Yoshihito Nishioka cruised to a straight-sets victory over Lu Yen-hsun of Taiwan to claim the gold medal in the men’s singles tournament at the 17th Asian Games on Tuesday.

Nishioka, the fifth seed here, beat No. 1 seed Lu 6-2, 6-2 to become the first Japanese player in 40 years to win an Asian Games championship. Toshiro Sakai was the last to accomplish the feat at the 1974 Tehran Asian Games.

“I was aiming for the gold medal and through everyone’s support I could repay my gratitude,” Nishioka said after his victory. “I didn’t know (that it was the first time in 40 years). In Japan, tennis is becoming more and more popular, and hopefully this will make it even more a topic of conversation.”

With Kei Nishikori all the rage back in Japan after reaching the U.S. Open final earlier this month and winning the Malaysia Open for his third title of the season on Sunday, it seemed only fitting that another man from Japan whose name also begins with “Nishi” triumph in the regional Olympics for Asia.

“If even a little, I hope I can get closer to the way he plays,” Nishioka said when asked about his idol Nishikori. “I feel like I’ve moved a little closer to him. I’d like to play on the ATP tour more to get higher in rank and closer to where he is,” said Nishioka, whose first order of business is to be reach the top 150 in the ATP rankings.

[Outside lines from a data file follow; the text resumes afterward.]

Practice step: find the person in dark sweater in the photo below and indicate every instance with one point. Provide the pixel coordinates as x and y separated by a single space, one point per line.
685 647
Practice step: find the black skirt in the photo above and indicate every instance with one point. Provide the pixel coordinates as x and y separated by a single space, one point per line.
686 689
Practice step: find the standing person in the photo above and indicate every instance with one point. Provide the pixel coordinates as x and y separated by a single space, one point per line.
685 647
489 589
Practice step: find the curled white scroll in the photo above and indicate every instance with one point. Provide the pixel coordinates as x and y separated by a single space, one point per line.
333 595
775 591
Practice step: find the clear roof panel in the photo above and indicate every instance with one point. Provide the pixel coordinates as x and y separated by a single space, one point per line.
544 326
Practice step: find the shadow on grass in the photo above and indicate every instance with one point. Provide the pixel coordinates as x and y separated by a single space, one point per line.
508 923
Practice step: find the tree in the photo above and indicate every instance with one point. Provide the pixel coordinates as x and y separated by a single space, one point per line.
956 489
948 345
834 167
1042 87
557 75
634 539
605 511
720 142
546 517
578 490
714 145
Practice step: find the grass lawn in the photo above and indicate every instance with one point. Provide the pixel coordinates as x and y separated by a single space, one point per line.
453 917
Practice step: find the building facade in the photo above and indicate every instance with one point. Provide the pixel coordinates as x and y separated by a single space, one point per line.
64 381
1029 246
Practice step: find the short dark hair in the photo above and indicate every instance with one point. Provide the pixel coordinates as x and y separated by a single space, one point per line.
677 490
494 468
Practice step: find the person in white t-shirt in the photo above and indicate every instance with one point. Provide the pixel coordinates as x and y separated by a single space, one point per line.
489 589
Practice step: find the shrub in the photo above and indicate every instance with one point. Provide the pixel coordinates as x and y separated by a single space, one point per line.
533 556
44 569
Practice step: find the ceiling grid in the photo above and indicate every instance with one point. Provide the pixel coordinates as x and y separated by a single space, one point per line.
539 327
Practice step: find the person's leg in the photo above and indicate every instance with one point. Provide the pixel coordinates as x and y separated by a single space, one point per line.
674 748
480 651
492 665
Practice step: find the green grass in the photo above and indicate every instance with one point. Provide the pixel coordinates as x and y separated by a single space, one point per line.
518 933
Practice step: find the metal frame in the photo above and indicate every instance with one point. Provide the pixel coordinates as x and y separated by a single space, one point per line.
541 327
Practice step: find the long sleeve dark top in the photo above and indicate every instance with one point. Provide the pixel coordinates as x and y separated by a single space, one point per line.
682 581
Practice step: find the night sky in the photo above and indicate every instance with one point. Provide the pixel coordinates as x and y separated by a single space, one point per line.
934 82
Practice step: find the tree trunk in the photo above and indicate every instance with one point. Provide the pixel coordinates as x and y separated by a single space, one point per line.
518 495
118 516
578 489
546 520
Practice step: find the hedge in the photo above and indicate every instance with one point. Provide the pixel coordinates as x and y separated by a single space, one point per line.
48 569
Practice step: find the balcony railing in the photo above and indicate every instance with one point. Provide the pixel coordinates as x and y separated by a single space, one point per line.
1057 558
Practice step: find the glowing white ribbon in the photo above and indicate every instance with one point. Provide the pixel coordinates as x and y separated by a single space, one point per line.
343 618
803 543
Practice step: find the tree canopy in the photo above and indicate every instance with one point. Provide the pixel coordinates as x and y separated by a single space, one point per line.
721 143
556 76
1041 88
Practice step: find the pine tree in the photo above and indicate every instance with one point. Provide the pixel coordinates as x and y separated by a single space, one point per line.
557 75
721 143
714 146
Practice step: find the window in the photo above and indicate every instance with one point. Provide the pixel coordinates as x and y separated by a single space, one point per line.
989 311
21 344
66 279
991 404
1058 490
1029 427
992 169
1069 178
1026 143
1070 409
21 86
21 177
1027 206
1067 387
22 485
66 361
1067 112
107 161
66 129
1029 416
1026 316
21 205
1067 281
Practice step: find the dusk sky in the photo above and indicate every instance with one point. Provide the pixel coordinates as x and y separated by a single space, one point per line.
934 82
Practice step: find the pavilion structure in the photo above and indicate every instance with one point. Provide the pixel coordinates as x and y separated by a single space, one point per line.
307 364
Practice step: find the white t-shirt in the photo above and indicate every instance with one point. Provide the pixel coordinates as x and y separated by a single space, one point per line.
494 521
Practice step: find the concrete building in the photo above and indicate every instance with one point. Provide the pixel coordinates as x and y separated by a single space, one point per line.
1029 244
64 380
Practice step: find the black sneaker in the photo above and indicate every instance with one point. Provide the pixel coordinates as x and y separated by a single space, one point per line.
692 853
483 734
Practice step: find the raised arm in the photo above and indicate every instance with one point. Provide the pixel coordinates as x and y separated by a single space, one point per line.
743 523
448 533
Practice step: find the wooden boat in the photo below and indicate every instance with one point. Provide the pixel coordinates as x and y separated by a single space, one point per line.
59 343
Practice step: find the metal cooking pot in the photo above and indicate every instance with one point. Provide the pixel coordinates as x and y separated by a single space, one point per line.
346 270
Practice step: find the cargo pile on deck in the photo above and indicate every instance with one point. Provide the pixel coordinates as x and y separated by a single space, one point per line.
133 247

Nishioka put Lu in a headlock with a break in the first game and only tightened his grip as the match progressed at Yeorumul Tennis Courts.

In the first set, Nishioka, who turned 19 on Saturday, had his serve broken at 5-1 and Lu held serve once before the Japanese regained command.

With baseline play reminiscent of the speedy world No. 7 Nishikori, Nishioka battled back from 0-40 for three deuces, facing his second break in the eighth game of the second set before serving out the match in 1 hour, 11 minutes.

“I knew that he was the higher ranked player but I went out there with the spirit of a challenger,” said Nishioka, who is ranked 168th in the world.

“I was a little surprised to get off to such a flying start and it helped me relax. I kept focused and took advantage when my opponent made some errors. I was glad I could win in straight sets,” he said.

Asked his thoughts on being called “Nishikori II,” Nishioka replied, “I am very happy to be compared to him but when he was my age, he was much higher ranked so I really have to fight harder to move up,” he said.

Earlier, China’s Wang Qiang held off Luksika Kumkhum of Thailand 6-3, 7-6 (7-5) to win the gold in the women’s singles. Japan’s Eri Hozumi and Misa Eguchi, who lost to Luksika and Qiang, respectively, in the semifinals won bronze medals.